Li, Shengyang; Dexter, Paul; Ben-Miled, Zina; Boustani, Malaz.
Affiliation
  • Li S; Department of Electrical and Computer Engineering, Indiana University-Purdue University Indianapolis (IUPUI), Indianapolis, IN, 46202, USA. Electronic address: sl137@iu.edu.
  • Dexter P; Indiana University School of Medicine, 340 W. 10th St, Indianapolis, IN, 46202, USA; Regenstrief Institute, Inc., 1101 W. 10th Street, Indianapolis, IN, 46202, USA. Electronic address: prdexter@iu.edu.
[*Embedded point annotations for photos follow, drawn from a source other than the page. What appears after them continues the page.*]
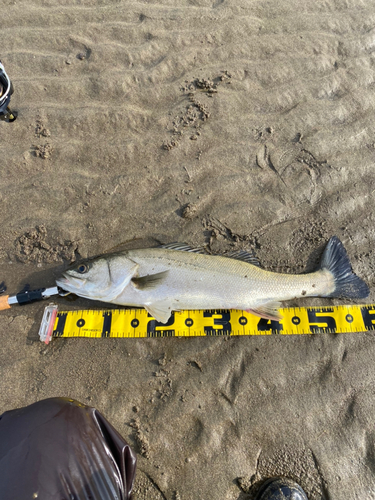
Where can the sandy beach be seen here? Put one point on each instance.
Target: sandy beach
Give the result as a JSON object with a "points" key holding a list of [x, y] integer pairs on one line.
{"points": [[226, 124]]}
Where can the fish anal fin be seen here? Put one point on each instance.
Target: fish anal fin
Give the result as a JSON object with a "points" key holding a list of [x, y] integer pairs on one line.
{"points": [[245, 256], [270, 310], [150, 281], [160, 311]]}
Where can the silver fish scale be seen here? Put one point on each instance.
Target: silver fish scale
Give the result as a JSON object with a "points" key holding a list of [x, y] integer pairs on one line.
{"points": [[196, 281]]}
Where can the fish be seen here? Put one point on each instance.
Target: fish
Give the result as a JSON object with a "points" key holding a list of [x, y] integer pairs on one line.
{"points": [[177, 277]]}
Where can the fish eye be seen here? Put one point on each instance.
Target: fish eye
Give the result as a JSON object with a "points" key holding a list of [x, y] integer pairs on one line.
{"points": [[83, 268]]}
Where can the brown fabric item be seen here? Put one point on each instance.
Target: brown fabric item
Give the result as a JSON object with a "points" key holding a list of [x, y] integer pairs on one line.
{"points": [[60, 449]]}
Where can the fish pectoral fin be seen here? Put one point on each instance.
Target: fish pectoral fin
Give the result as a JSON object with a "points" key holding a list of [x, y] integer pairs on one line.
{"points": [[160, 311], [150, 281], [270, 310]]}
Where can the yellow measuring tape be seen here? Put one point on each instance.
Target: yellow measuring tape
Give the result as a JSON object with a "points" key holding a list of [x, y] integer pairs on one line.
{"points": [[137, 323]]}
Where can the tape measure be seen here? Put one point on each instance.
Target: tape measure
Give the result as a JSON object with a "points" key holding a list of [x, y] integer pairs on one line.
{"points": [[137, 323]]}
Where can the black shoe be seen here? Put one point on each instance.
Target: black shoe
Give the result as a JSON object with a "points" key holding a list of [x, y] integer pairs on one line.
{"points": [[280, 488]]}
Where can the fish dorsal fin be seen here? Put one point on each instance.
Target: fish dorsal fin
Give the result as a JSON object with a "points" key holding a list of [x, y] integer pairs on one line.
{"points": [[150, 281], [160, 311], [270, 310], [245, 256], [183, 247]]}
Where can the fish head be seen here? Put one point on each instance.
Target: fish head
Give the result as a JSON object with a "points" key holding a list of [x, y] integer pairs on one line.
{"points": [[98, 279]]}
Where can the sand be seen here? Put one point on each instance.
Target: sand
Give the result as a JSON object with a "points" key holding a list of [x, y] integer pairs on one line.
{"points": [[242, 124]]}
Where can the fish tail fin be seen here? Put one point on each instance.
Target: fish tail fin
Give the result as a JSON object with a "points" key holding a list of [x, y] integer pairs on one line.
{"points": [[336, 260]]}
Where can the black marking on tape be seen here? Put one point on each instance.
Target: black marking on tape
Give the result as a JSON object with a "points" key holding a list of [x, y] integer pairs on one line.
{"points": [[368, 316], [224, 321], [107, 315], [296, 320], [321, 324], [61, 320], [155, 328], [349, 318], [269, 325]]}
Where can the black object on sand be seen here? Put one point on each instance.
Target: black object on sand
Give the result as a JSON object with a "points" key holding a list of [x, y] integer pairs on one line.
{"points": [[6, 90], [61, 449], [280, 488]]}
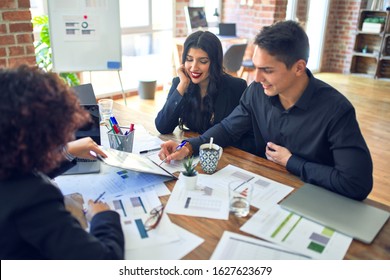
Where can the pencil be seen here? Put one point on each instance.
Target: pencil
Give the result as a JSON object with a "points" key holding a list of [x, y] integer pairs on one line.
{"points": [[99, 197]]}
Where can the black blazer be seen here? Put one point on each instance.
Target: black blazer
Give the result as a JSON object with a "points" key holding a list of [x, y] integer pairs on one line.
{"points": [[227, 99], [34, 224]]}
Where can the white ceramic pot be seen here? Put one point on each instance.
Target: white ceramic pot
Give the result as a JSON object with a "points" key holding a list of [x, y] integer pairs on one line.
{"points": [[190, 182]]}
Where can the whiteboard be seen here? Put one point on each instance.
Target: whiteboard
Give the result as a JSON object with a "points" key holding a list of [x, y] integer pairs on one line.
{"points": [[85, 35]]}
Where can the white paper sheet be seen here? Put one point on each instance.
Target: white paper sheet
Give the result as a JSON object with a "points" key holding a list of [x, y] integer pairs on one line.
{"points": [[298, 234], [112, 180], [266, 192], [170, 251], [173, 166], [210, 201], [234, 246], [134, 211]]}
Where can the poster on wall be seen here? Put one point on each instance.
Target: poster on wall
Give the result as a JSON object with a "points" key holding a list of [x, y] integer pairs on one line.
{"points": [[85, 35]]}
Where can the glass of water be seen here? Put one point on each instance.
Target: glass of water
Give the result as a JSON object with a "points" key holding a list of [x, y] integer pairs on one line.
{"points": [[240, 195]]}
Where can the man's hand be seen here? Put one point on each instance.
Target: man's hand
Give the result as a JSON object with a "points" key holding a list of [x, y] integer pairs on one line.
{"points": [[277, 154]]}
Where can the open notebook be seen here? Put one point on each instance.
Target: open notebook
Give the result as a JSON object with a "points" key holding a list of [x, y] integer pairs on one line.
{"points": [[133, 162]]}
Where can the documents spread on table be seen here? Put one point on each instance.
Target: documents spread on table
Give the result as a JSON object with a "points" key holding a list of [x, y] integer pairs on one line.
{"points": [[211, 199], [171, 251], [298, 234], [135, 196], [173, 166], [134, 211], [234, 246], [112, 180], [133, 162]]}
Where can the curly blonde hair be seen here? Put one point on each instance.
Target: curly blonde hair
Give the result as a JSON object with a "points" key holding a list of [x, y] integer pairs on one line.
{"points": [[40, 114]]}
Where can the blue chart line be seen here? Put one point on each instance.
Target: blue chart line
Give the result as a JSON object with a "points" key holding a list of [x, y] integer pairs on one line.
{"points": [[188, 200], [137, 202], [118, 205], [141, 228]]}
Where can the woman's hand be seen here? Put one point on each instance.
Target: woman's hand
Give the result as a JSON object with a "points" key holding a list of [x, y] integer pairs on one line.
{"points": [[184, 80], [168, 151], [94, 208], [81, 148]]}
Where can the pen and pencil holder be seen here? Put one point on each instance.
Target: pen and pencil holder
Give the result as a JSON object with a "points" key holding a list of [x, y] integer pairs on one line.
{"points": [[122, 142]]}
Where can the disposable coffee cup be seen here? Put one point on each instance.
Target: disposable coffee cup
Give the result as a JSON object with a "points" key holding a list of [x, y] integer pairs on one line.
{"points": [[209, 156]]}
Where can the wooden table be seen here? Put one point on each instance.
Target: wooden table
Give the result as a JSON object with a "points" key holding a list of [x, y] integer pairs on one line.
{"points": [[211, 230]]}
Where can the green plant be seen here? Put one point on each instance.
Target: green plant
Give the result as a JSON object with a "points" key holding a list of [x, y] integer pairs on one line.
{"points": [[43, 51], [189, 167]]}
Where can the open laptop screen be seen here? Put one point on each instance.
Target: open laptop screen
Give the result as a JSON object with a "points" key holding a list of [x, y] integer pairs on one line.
{"points": [[92, 129]]}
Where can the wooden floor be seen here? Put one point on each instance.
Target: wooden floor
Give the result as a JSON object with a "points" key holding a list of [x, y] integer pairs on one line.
{"points": [[371, 99]]}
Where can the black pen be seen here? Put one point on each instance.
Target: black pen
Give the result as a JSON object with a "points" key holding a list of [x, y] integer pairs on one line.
{"points": [[99, 197], [151, 150], [178, 148]]}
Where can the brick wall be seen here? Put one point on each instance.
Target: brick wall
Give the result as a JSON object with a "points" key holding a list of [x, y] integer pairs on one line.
{"points": [[340, 35], [16, 39]]}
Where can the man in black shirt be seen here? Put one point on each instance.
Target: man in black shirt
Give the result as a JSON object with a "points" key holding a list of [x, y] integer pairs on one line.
{"points": [[298, 121]]}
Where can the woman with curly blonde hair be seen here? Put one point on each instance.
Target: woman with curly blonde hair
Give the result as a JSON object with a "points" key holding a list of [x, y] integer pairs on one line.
{"points": [[39, 115]]}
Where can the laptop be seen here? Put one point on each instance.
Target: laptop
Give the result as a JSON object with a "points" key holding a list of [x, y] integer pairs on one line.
{"points": [[354, 218], [227, 29], [85, 93]]}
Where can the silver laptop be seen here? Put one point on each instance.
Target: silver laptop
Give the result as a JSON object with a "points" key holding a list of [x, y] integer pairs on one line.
{"points": [[354, 218], [87, 98], [85, 94]]}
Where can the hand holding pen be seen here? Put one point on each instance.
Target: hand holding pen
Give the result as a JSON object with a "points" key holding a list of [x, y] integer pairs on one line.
{"points": [[169, 148]]}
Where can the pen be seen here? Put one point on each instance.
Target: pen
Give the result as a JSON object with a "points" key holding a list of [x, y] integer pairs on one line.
{"points": [[151, 150], [178, 148], [99, 197]]}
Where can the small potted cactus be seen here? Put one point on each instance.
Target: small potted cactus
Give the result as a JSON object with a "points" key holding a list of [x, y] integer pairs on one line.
{"points": [[189, 175]]}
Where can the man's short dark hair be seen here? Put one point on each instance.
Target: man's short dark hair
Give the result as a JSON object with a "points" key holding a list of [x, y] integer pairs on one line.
{"points": [[286, 40]]}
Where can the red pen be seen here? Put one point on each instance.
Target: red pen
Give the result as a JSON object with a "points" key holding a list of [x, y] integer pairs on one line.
{"points": [[116, 129]]}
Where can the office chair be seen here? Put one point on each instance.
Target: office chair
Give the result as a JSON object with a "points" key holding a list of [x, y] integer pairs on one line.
{"points": [[232, 59]]}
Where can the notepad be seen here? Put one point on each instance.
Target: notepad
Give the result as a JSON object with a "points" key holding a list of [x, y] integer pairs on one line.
{"points": [[354, 218]]}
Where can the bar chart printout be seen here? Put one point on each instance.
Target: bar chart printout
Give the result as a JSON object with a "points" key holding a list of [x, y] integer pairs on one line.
{"points": [[298, 234], [134, 210]]}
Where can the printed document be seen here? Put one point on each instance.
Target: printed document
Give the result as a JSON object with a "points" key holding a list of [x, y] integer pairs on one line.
{"points": [[210, 200], [134, 211], [298, 234], [113, 181], [170, 251], [234, 246]]}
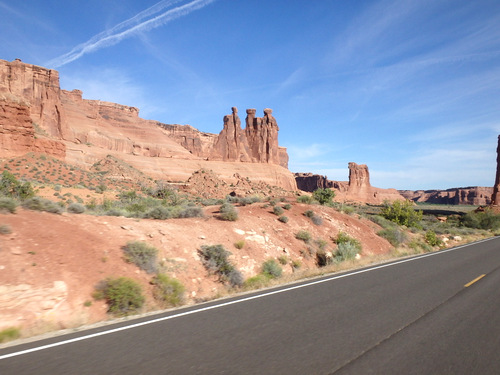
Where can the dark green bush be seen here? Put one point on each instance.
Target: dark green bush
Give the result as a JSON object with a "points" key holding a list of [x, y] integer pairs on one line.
{"points": [[168, 291], [123, 295], [272, 269], [7, 205], [142, 255], [215, 258], [303, 235], [42, 204], [306, 199], [228, 212], [394, 235], [158, 213], [283, 219], [76, 208], [277, 210], [324, 196]]}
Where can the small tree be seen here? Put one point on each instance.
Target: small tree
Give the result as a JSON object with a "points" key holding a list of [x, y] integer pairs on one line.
{"points": [[324, 196]]}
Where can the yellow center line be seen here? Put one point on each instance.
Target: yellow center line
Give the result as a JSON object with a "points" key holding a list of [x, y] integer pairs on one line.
{"points": [[473, 281]]}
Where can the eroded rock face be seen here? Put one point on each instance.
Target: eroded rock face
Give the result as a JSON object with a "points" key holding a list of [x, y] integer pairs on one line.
{"points": [[357, 189], [232, 144], [475, 195], [495, 197], [39, 87]]}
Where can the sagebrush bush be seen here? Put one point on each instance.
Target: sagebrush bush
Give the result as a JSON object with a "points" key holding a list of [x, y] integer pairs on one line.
{"points": [[123, 295], [158, 213], [228, 212], [42, 204], [215, 258], [167, 290], [7, 205], [324, 196], [76, 208], [402, 213], [277, 210], [306, 199], [272, 269], [142, 255], [394, 235], [303, 235], [317, 220]]}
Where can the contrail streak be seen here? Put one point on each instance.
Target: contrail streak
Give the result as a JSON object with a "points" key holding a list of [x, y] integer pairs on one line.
{"points": [[130, 27]]}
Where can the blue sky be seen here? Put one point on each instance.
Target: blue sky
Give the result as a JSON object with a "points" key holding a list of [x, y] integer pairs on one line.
{"points": [[409, 87]]}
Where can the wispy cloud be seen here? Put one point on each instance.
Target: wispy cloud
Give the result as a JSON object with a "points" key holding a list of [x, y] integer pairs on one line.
{"points": [[143, 21]]}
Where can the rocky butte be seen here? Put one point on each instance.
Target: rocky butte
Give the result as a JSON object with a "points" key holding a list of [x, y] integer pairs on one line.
{"points": [[37, 115], [357, 189]]}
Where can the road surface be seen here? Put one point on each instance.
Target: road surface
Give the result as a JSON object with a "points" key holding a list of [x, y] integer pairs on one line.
{"points": [[438, 313]]}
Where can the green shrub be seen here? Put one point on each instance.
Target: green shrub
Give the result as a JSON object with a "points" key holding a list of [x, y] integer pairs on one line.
{"points": [[306, 199], [190, 211], [283, 219], [324, 196], [228, 212], [394, 235], [432, 239], [76, 208], [239, 244], [142, 255], [256, 282], [346, 251], [9, 334], [272, 269], [5, 229], [283, 260], [11, 187], [168, 291], [42, 204], [277, 210], [215, 258], [317, 220], [123, 295], [402, 213], [309, 213], [303, 235], [158, 213], [7, 205]]}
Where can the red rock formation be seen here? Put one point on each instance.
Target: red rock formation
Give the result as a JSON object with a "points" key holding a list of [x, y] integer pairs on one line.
{"points": [[17, 133], [358, 189], [495, 197], [40, 88], [86, 131], [475, 195], [262, 135], [232, 144]]}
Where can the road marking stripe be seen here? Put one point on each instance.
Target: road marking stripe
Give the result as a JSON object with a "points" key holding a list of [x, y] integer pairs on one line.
{"points": [[473, 281], [76, 339]]}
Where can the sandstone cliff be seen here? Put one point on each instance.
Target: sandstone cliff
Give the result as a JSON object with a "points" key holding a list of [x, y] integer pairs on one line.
{"points": [[475, 195], [357, 189], [84, 132]]}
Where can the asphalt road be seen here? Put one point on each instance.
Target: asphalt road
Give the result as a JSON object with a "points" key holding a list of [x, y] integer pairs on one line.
{"points": [[412, 316]]}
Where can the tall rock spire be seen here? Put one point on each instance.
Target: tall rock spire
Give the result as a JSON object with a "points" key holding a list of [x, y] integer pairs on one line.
{"points": [[495, 198]]}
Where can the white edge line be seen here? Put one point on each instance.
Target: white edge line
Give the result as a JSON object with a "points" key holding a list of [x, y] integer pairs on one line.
{"points": [[102, 333]]}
  • Ben-Miled Z; Department of Electrical and Computer Engineering, Indiana University-Purdue University Indianapolis (IUPUI), Indianapolis, IN, 46202, USA; Regenstrief Institute, Inc., 1101 W. 10th Street, Indianapolis, IN, 46202, USA. Electronic address: zmiled@iu.edu.
  • Boustani M; Indiana University School of Medicine, 340 W. 10th St, Indianapolis, IN, 46202, USA; Regenstrief Institute, Inc., 1101 W. 10th Street, Indianapolis, IN, 46202, USA. Electronic address: mboustan@iu.edu.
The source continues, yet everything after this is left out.